LA TOSCANE #1: De Fornovo-Pontremoli à Sienne

De Fornovo à Sarzana (29km à pied en une journée de 14h)
Quelle drôle de journée que ce vendredi 13 août! Suite à nos tentatives ratées pour trouver un hébergement au Col de la Cisa et vu l’état des pieds de Ferdinand, nous décidons de faire l’impasse de cette étape, nous prenons alors le train de Fornovo à Pontremoli. Arrivée peu glorieuse en Toscane!
La sortie de Pontremoli, d’abord saturée par les gaz d’échappement, s’avère ensuite pittoresque dès que nous nous échappons de la route pour la surplomber. Belles églises et rues tortueuses un peu comme en Corse.
Puis, quelques grimpettes nous permettent d’admirer de jolis panoramas. Arrivés à La Pieve di Sorano, nous commençons à nous préoccuper du gîte.
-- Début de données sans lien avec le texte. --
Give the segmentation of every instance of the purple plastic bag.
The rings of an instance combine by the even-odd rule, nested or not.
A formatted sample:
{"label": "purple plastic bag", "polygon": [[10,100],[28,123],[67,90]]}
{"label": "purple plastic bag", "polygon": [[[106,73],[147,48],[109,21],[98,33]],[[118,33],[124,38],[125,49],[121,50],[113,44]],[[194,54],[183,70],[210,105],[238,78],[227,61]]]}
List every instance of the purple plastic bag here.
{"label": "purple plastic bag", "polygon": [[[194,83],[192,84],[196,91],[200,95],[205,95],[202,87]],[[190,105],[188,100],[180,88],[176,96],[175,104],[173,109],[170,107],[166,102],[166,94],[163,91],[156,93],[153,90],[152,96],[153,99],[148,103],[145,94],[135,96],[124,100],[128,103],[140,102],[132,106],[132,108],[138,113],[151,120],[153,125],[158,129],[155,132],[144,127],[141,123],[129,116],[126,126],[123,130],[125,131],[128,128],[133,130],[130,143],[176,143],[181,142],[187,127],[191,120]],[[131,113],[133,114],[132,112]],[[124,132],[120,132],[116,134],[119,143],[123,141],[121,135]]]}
Nous nous heurtons encore à des refus (complet ou fermé).
Même le patron du bar prend la situation en main et téléphone à ses connaissances. Pas plus de succès. Il nous explique alors que c’est la pleine saison des vacances et que comme la Toscane est une région peu chère par rapport au bord de mer et à la montagne qui se situent à 20 minutes de part et d’autre, ils sont littéralement envahis par les Italiens du Nord.
Nous repartons donc, un peu découragés mais toujours confiants, vers Filetto. Heureusement, par 40°, notre chemin passe par de belles zones ombragées mais le dénivelé est toujours là. Nous essayons de trouver de la place chez les habitants des bourgs traversés mais c’est toujours la même réponse.
Finalement, nous pensons que la solution, c’est de passer la nuit dehors. À Villafranca in Lunigiana, nous reprenons le train pour Santo Stefano di Magra où il y a un Decathlon. Ferdinand veut s’acheter un matelas et moi un tarp. 20 minutes plus tard, nous arrivons dans un magasin complètement vidé de tout matériel de camping. On arrive quand même à trouver un matelas de yoga et une moustiquaire.
Puis nous reprenons le chemin pour Sarzana [petite intrusion en région Ligurie!]. C’est une piste cyclable le long d’un chenal très agréable mais nous commençons sérieusement à fatiguer. Il est 20h. et nous sommes en route depuis 6h30. A Sarzana, toujours même refus dans les hôtels. En désespoir de cause, nous allons frapper à la porte d’une paroisse et là, les choses semblent s’arranger. La personne qui nous accueille prend son téléphone et après maints appels infructueux, nous fait monter dans sa voiture. Il nous emmène avec forces excuses dans un appartement rénové qui sert de banque alimentaire. Il ne nous reste plus qu’à installer nos matelas par terre…
La vie de pèlerin est particulièrement galère cette année!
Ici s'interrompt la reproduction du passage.